Later, at the press conference on Monday to present the report, Nicola Sturgeon wanted to talk about the impact of Brexit on the Scottish economy. That was, after all, the entire purpose of the press conference. Instead certain representatives of the Scottish media wanted instead to ask her about a second independence referendum so that when she tried to steer the conference back to the topic at hand, they could attack her for avoiding talk of another independence referendum.

The hypocrisy is jaw dropping. After spending months, nay years, attacking the SNP for talking too much about independence and not concentrating on the day job, now they’re attacking the SNP for not talking more about independence and for concentrating on the day job.
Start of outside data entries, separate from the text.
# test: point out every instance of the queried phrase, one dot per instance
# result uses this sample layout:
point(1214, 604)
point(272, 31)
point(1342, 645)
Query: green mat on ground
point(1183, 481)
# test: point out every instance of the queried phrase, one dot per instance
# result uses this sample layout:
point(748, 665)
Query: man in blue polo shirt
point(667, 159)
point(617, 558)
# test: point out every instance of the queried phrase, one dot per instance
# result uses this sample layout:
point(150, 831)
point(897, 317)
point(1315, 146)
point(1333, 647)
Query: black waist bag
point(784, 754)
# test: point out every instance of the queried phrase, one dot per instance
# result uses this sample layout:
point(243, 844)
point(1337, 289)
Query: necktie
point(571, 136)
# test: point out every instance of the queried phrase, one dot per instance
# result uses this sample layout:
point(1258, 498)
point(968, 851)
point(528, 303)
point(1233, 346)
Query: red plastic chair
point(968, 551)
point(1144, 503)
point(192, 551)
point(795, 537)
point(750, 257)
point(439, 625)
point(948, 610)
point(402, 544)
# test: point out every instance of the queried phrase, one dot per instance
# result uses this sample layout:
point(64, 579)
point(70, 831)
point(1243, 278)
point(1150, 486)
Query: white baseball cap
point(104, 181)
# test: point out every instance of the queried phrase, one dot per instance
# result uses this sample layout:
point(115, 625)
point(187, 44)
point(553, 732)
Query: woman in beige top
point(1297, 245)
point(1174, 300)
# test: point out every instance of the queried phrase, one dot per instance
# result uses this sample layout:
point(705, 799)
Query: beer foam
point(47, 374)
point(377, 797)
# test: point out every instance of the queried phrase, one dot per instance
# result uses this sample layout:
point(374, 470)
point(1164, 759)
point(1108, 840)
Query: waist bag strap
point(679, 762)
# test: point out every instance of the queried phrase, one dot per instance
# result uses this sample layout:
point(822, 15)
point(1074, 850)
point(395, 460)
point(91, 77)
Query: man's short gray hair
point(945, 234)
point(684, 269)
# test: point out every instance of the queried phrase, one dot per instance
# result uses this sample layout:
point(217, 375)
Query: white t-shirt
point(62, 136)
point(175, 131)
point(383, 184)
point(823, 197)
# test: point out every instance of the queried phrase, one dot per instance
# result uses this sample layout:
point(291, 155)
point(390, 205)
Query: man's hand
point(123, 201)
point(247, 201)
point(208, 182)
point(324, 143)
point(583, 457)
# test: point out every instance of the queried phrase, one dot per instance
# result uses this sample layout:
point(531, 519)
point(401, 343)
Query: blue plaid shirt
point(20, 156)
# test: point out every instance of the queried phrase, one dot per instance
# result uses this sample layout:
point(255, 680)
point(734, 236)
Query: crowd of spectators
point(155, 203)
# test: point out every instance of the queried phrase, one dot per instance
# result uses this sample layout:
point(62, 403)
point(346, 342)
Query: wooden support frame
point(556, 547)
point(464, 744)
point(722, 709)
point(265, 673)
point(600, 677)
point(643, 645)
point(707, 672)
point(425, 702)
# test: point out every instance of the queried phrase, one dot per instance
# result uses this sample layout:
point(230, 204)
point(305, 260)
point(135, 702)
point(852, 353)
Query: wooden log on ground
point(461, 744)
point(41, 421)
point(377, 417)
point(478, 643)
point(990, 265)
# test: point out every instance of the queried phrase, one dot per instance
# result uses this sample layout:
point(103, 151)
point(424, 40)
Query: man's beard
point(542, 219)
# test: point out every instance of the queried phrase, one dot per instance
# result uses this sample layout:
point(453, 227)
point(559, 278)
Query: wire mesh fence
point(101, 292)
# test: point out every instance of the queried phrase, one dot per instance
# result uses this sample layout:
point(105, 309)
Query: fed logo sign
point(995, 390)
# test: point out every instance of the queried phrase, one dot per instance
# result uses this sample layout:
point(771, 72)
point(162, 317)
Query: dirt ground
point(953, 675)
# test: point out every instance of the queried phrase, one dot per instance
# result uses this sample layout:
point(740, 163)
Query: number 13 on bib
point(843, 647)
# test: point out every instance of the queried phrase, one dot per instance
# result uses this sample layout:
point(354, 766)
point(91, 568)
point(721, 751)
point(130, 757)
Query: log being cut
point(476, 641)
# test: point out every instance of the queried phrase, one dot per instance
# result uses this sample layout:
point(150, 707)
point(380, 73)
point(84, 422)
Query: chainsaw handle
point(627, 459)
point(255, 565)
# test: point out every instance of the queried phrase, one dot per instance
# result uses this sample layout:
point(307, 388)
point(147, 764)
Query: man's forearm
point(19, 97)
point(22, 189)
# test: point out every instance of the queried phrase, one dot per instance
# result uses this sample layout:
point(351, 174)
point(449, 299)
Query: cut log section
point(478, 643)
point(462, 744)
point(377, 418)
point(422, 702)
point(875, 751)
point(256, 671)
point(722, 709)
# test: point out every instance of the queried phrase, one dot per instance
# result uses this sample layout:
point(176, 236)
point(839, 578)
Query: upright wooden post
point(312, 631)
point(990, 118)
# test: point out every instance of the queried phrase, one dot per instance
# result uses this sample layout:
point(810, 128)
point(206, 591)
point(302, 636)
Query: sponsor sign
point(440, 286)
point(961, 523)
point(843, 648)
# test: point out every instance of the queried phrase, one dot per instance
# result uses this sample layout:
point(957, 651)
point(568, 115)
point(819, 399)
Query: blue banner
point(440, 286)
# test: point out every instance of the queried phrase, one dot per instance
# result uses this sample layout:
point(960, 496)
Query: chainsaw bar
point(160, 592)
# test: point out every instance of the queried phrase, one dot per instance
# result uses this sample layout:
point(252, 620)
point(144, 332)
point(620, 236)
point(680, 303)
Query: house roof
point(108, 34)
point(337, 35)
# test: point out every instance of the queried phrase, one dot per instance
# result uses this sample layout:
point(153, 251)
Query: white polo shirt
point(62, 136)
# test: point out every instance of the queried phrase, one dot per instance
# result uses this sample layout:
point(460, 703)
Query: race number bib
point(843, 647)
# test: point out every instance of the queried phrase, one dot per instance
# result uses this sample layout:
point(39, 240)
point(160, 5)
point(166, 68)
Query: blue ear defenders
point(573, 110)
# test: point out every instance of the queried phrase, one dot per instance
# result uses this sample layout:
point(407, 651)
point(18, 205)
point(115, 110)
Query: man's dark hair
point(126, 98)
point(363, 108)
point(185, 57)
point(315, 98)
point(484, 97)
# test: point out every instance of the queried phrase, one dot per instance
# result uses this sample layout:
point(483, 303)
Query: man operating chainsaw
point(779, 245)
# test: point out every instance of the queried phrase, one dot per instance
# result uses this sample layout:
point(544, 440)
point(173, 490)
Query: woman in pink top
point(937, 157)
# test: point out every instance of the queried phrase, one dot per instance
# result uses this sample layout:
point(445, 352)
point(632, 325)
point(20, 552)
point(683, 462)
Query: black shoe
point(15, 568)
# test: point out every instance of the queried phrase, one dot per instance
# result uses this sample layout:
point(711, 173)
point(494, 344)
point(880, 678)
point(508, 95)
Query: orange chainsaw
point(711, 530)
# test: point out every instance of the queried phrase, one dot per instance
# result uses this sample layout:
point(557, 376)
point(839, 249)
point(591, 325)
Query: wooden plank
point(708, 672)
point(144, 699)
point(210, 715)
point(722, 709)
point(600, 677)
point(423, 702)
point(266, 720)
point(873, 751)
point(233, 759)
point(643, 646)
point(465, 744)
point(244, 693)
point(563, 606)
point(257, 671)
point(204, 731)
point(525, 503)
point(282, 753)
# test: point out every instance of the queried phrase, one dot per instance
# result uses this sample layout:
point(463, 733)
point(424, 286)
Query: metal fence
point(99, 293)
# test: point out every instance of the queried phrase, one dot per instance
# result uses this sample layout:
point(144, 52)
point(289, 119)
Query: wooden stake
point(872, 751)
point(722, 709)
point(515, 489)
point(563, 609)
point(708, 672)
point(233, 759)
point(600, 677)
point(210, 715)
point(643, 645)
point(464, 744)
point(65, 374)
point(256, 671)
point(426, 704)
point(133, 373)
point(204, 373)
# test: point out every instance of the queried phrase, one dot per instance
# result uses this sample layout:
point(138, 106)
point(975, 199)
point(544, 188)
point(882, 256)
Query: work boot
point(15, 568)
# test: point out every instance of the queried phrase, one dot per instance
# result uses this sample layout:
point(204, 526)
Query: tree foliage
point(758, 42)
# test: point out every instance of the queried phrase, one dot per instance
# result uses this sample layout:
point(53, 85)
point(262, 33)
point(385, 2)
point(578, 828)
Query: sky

It makes you wish that the British nationalist media in Scotland could make their minds up. Do they think that the SNP is damaging Brexit with talk of independence, or do they think that the SNP isn’t talking enough about independence? They can’t have it both ways.

There are some who say that independence supporters shouldn’t criticise the media, that it undermines the cause of independence. That would be fine if Scotland had a media which was broadly representative of the range of views found in this country. But it doesn’t. Only two out of 39 newspapers support a constitutional position backed by almost half of the people in Scotland, and our publicly funded public broadcaster follows the line set by that unrepresentative press.

Scotland’s media grossly distorts events in pursuit of a British nationalist agenda. A genuine scoop from The National gets swamped in puffery and guff that criticises Nicola Sturgeon about an independence referendum on a day we learn about the economic calamity being foisted on Scotland by a British Government. If independence supporters don’t continue to draw attention to the bias and shortcomings of the Scottish media, we’ll never win independence at all.